Data Pipelines & Data Lake development for a SaaS Product
Streamlining data processing for real-time insights and seamless SaaS product launch.

Business Challenge
A startup preparing to launch its SaaS product required an end-to-end data pipeline to ingest, process, and analyze data efficiently.
The system needed to handle business logic applications, generate KPIs, and ensure that processed data seamlessly flowed into their web-based front end.
The client also needed a scalable and cloud-hosted solution to support future growth.
Approach & Solution
We collaborated with the client to design a structured, three-stage data processing pipelines, ensuring efficient transformation and analytics.
Data Processing & Business Logic: Implemented in Python, this stage handled data ingestion, basic analysis, and business rule applications.

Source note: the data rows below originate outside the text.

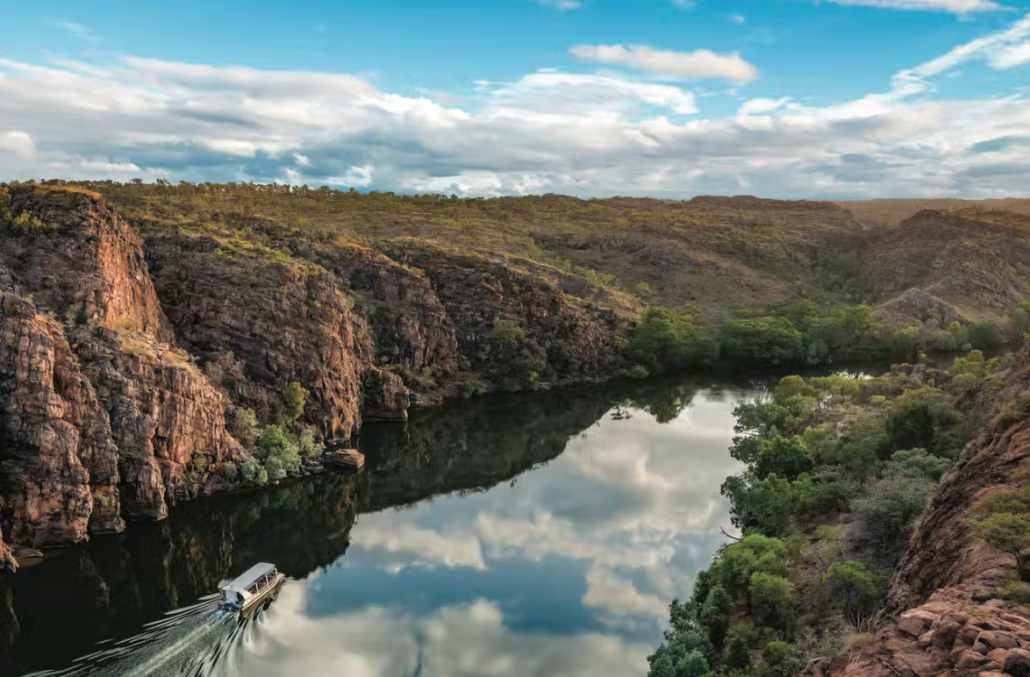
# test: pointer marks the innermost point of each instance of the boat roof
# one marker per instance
(248, 577)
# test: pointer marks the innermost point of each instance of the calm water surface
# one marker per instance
(539, 535)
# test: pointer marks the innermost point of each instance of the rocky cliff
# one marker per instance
(102, 415)
(948, 596)
(129, 348)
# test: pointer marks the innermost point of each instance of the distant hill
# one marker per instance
(892, 212)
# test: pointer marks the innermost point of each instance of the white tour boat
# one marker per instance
(255, 584)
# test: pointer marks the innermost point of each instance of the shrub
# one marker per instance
(309, 446)
(666, 340)
(275, 469)
(889, 510)
(474, 386)
(783, 659)
(765, 340)
(253, 472)
(786, 458)
(507, 335)
(857, 589)
(737, 653)
(294, 401)
(692, 665)
(769, 595)
(912, 426)
(244, 427)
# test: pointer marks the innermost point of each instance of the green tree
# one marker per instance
(765, 340)
(666, 340)
(856, 588)
(786, 458)
(769, 595)
(713, 615)
(737, 652)
(692, 665)
(294, 401)
(913, 425)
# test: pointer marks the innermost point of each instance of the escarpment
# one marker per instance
(129, 353)
(953, 613)
(102, 415)
(515, 327)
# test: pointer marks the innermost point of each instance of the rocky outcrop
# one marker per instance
(408, 320)
(553, 337)
(286, 320)
(58, 462)
(975, 264)
(946, 595)
(952, 633)
(102, 412)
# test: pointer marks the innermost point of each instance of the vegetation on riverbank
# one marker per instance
(837, 472)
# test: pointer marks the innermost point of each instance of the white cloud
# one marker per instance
(955, 6)
(549, 131)
(561, 5)
(698, 64)
(18, 142)
(762, 105)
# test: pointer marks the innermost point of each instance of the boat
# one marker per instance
(251, 587)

KPI Calculation & Configuration: A KPI configuration file was introduced, allowing dynamic calculations tailored to business needs.
Report-Ready Data: Final stage where processed data was structured for seamless integration into reports and dashboards.
Cloud-Based Architecture: Data was stored in MongoDB, hosted on Azure, ensuring scalability and secure access.
End-to-End Integration:The processed data was made available to the web-based front end, enabling real-time insights and business decision-making.
Impact
Accelerated Time to Market: The structured pipeline & automated workflows helped the client successfully launch their product within two months.
Enhanced Data Processing Efficiency: Automated business logic application and KPI computation streamlined analytics.
Scalability & Reliability: Azure-hosted MongoDB infrastructure ensured seamless data management and future scalability.
Actionable Insights: The processed data provided valuable analytics, enhancing decision-making for end users.